I appreciate your spontaneity!

1111 am. Interesting

Thank you.

Just officially diagnosed May 15 after return from Alaska cruise (bucket list). Thanks for putting your experiences out there for newbies. Invisible symptoms for me are apathy, some short term memory issues and frustration with tasks requiring planning like cooking/shopping. My husband is a musician too.

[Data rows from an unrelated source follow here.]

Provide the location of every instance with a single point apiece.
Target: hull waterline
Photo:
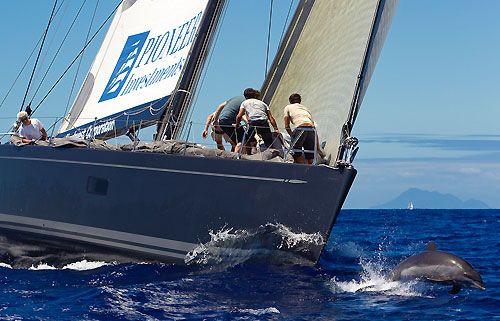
(150, 206)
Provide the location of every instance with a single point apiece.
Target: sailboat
(156, 206)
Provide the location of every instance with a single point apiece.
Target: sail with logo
(153, 204)
(136, 69)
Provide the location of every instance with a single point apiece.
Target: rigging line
(48, 46)
(269, 36)
(58, 50)
(26, 63)
(80, 62)
(219, 28)
(39, 52)
(76, 58)
(286, 21)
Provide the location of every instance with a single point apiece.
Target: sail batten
(137, 67)
(320, 59)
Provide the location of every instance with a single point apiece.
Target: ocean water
(253, 283)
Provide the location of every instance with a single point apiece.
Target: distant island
(426, 199)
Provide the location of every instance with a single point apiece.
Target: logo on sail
(124, 66)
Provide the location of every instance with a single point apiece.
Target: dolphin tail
(456, 288)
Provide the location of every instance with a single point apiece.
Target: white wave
(237, 246)
(42, 266)
(259, 311)
(85, 265)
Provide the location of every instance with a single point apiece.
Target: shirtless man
(300, 117)
(30, 129)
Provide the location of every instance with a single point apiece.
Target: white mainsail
(137, 67)
(320, 59)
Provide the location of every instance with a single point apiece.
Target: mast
(174, 116)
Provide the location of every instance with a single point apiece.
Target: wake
(270, 242)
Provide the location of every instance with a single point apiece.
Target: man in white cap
(30, 129)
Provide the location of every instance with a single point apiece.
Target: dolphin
(440, 267)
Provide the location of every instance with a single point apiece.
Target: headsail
(329, 46)
(137, 67)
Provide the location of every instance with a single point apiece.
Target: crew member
(31, 129)
(259, 116)
(301, 118)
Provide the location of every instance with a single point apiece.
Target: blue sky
(429, 118)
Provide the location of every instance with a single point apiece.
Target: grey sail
(159, 203)
(328, 47)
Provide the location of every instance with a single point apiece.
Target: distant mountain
(426, 199)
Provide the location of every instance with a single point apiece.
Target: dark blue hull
(157, 206)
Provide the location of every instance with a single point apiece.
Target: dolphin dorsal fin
(431, 246)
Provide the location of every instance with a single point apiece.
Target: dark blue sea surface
(267, 284)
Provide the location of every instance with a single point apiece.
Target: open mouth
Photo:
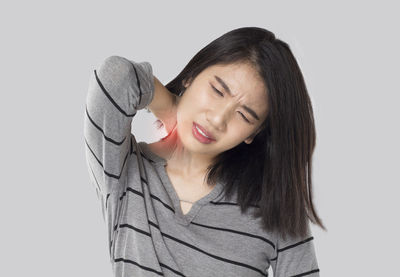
(200, 135)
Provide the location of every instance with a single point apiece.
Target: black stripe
(173, 270)
(94, 176)
(306, 273)
(214, 256)
(110, 98)
(233, 204)
(139, 265)
(193, 247)
(296, 244)
(151, 195)
(108, 195)
(237, 232)
(107, 173)
(102, 131)
(138, 83)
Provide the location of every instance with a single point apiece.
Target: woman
(228, 192)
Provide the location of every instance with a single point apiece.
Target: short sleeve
(118, 88)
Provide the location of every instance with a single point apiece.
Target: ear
(186, 83)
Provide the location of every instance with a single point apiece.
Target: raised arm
(117, 90)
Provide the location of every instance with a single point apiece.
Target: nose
(219, 116)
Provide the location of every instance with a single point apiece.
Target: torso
(186, 189)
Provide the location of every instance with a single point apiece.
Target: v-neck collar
(181, 218)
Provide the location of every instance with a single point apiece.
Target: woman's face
(222, 113)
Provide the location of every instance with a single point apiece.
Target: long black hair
(274, 172)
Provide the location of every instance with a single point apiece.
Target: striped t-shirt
(148, 233)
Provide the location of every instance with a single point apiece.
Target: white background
(349, 55)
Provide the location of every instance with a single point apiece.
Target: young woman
(228, 192)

Rob, the video is great. It’s very helpful for those of us that care deeply for you while wanting to know more about how you are personally managing. Sounds like the trial will be fruitful either way!❤

First, thank you for sharing your experience with Parkinson’s because many people don’t have clinical support with a Movement Disorder Specialist, much less a Neurologist. Right now, our PCP doesn’t agree with the findings of a 2nd opinion. What you’re doing with the concurrent use of the MDS/Clinical Trials are the only way to get the clinical support that you need when Parkinson’s Disease progresses. Meanwhile, all of the best!

Thank you for posting!

good luck in your journey brother..

April is Parkinson's Awareness month so I wanted to get this posted before the month was over.